Although I've changed my title back to "cafe moderator", I'm *still* a cape chef wannabe!! A rather silly statement, when I think about it, because what chef, cook or foodie wouldn't wannabe CC?


----------



## pastachef (Nov 19, 1999)

And I'll bet there are plenty of people who come here who just as badly want to be like you. We know you're a pro. CC is greatly loved, but so are you.


----------



## cape chef (Jul 31, 2000)

Greg, I just read this today. I appreciate your thoughtful words, Really I do, But this is a little embarrasing for me. I hope you guys understand.

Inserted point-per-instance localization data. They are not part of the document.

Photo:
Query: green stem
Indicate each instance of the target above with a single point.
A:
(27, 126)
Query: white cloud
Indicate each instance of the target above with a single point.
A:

I can be a pain in the arse, But I am humble.
Greg, There are many many many chefs and foodies on this site that also would deserve to be honored. I'm just here to help and have fun.
Thank you
Brad


----------



## chrose (Nov 20, 2000)

Greg with all due respect to my mensch CC, all you need to do to be like him is 1791 more posts!


----------



## mezzaluna (Aug 29, 2000)

Don't forget a devilish sense of humor and a deft touch with foie gras...


----------



## greg (Dec 8, 1999)

Brad, if you weren't a little embarrassed, I never would have put the "wannabe" thing on in the first place. You have a very good point about there being many, many others here that deserved to be honored. I just wish that there were enough room to fit them under my name!

chrose, I've got a lot to learn before I would have enough knowledge and information to put in those 1791 posts.


----------